À l'époque nous étions engagés dans une politique de coopération étroite, à la fois politique et économique, avec la Russie. Accompagnant le Président de la République, j'ai le souvenir de débats assez agités avec M. Poutine du fait de nos divergences de fond, mais nos deux nations coopéraient, y compris dans le secteur nucléaire – Rosatom et Areva travaillaient ensemble –, secteur dans lequel la collaboration se poursuit en dépit des événements ukrainiens puisqu'il est exempt de sanctions.
C'est moi qui suis allé chercher des investisseurs en Russie. Pour mener à bien la nationalisation des hauts fourneaux de Florange j'ai fait, pour ainsi dire, le tour du monde ; j'ai demandé à dix de nos ambassadeurs auprès de pays où étaient installées des industries sidérurgiques – Brésil, Italie, Russie, Canada et Japon, notamment – de prendre contact avec de potentiels co-investisseurs à la reprise des hauts fourneaux qu'ArcelorMittal abandonnait lâchement. Je me souviens d'une discussion avec un industriel russe qui avait été candidat malheureux face à Mittal dans l'offre publique d'achat (OPA) que celui-ci avait réussie quelques années plus tôt.
Nous étions dans un univers purement coopératif et, j'allais dire, amical. Nos positions très divergentes sur la Syrie n'empêchaient pas une coopération active dans tous les segments de l'action publique. Jean-Pierre Chevènement avait d'ailleurs été nommé par le Président de la République pour assurer le lien permanent entre les autorités russes et françaises, à l'instar de Jean-Pierre Raffarin avec la Chine. Un choix politique avait été fait, qui guidait tout le reste. Mais c'était une autre époque.
S'agissant des pays du Golfe, je me rappelle l'affaire du fonds Banlieue financé par le Qatar. Il était pour le moins curieux qu'une puissance étrangère se substitue à l'État défaillant pour sauver les banlieues françaises. Le projet a donc été réajusté.
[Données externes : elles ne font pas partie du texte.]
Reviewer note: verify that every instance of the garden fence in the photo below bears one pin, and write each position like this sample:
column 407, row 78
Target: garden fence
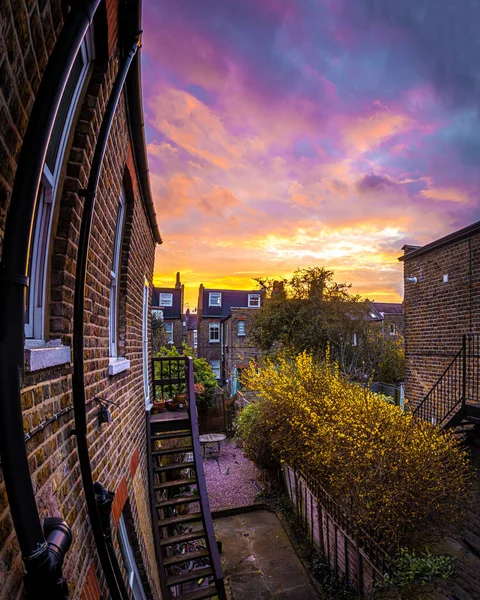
column 356, row 559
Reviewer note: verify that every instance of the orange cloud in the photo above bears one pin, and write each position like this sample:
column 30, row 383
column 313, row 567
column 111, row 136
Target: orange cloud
column 368, row 132
column 446, row 195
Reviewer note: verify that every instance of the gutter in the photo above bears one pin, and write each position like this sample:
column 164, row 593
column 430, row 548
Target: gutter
column 137, row 123
column 456, row 236
column 42, row 548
C'est nous qui allions discuter avec les Émirats arabes unis, où la France dispose d'une base militaire. J'ai effectué un voyage officiel avec le Président de la République au cours duquel nous discutions avec les détenteurs de fonds ; ils nous interrogeaient sur l'économie française et sur la capacité de notre pays à accueillir leurs éventuels investissements. Là aussi, la coopération était active et amicale, même si Areva avait échoué à construire une centrale nucléaire dans le pays.